RBA leaves interest rates unchanged at May meeting

Banks, aggregator share their views on decision as costs of petrol, services remain high

RBA leaves interest rates unchanged at May meeting

Despite recent commentary that stubbornly high inflation might see the Reserve Bank of Australia resort to lifting the official cash rate,  the RBA board has held firm again today leaving the OCR unchanged at 4.35%.

It is the fourth meeting in a row that the board, led by governor Michele Bullock, has held the cash rate at 4.35%. Most economists and market experts were predicting no change in interest rates.

In its decision on Tuesday, the RBA board said recent information indicated that inflation continued to moderate, but was declining more slowly than expected.

“The CPI grew by 3.6% over the year to the March quarter, down from 4.1% over the year to December,” the board said in its monetary policy decision on the RBA website.

“Underlying inflation was higher than headline inflation and declined by less. This was due in large part to services inflation, which remains high and is moderating only gradually.”

The board said higher interest rates had been working to bring aggregate demand and supply somewhat closer towards balance.

“But the data indicate continuing excess demand in the economy, coupled with strong domestic cost pressures, both for labour and non-labour inputs. Conditions in the labour market have eased over the past year, but remain tighter than is consistent with sustained full employment and inflation at target.”

Wages growth appears to have peaked but is still above the level that can be sustained given trend productivity growth, the RBA said.

“Meanwhile, inflation is still weighing on people’s real incomes and output growth has been subdued, reflecting weak household consumption growth.”

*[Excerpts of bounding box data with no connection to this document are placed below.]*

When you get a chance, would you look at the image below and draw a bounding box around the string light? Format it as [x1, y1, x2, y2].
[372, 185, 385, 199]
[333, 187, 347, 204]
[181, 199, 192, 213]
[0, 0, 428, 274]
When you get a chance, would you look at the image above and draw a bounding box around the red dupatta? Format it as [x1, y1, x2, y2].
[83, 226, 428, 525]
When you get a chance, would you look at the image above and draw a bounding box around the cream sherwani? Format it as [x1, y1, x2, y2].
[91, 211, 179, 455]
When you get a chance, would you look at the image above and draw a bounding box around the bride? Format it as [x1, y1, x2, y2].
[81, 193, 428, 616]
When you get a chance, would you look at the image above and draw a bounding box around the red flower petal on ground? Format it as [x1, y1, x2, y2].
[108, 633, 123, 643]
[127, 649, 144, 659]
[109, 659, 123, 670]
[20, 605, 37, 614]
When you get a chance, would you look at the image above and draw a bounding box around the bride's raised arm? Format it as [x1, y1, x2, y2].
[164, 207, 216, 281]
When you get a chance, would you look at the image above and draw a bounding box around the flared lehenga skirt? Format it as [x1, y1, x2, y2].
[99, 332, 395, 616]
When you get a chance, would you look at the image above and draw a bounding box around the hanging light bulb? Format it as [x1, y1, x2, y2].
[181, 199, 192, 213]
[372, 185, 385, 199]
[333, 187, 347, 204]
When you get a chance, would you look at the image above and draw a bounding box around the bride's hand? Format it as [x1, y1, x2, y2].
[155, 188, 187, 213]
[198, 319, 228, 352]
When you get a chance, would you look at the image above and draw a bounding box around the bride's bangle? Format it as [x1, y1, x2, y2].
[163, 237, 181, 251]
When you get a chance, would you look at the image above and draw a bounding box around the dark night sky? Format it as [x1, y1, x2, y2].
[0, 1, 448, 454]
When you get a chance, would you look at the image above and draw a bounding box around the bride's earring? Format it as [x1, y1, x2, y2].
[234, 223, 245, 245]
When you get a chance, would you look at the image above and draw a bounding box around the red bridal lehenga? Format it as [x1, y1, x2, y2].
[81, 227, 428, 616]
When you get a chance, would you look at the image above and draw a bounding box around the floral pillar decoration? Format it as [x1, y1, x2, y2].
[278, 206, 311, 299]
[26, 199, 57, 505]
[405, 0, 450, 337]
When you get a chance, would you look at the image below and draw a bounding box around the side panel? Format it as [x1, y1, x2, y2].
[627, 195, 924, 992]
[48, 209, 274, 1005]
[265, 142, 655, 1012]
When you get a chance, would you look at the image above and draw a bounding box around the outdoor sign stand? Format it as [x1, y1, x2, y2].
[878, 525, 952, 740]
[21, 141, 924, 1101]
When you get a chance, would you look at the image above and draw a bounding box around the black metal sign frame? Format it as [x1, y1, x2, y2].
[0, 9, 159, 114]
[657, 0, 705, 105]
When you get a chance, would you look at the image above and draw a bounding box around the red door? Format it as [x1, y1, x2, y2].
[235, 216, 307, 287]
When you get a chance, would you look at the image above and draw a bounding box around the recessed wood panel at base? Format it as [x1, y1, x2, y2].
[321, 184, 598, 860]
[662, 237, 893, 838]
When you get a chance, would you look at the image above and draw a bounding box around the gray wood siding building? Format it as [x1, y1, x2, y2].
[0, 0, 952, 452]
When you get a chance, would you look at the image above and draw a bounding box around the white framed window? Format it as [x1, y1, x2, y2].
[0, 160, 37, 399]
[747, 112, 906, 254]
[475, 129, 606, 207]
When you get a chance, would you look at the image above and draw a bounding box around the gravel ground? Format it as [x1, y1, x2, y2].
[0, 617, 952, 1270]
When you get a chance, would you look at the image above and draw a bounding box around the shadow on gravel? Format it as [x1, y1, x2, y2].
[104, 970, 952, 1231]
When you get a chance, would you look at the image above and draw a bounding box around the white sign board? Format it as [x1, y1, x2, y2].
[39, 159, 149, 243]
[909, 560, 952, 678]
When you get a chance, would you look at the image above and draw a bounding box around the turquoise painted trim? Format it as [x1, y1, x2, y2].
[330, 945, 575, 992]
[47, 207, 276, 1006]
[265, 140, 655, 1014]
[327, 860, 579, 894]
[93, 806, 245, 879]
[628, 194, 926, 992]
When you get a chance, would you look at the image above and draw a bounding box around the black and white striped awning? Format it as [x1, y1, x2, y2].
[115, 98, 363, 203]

Services inflation a problem

The RBA board said the persistence of services inflation was a key uncertainty.  This was expected to ease more slowly than previously forecast, reflecting stronger labour market conditions including a more gradual increase in the unemployment rate and the broader underutilisation rate.

Central forecasts are for inflation to return to the target range of 2% to 3% in the second half of 2025, and to the midpoint in 2026.

“In the near term, inflation is forecast to be higher because of the recent rise in domestic petrol prices, and higher than expected services price inflation, which is now forecast to decline more slowly over the rest of the year,” the RBA said.

Industry reaction to RBA decision

ING Australia head of consumer and market insights Matt Bowen (pictured above left), who appears regularly on the Seven Network’s Sunrise program talking about finance, said with inflation still running warmer than expected, many were probably not surprised the RBA kept their rates on hold today.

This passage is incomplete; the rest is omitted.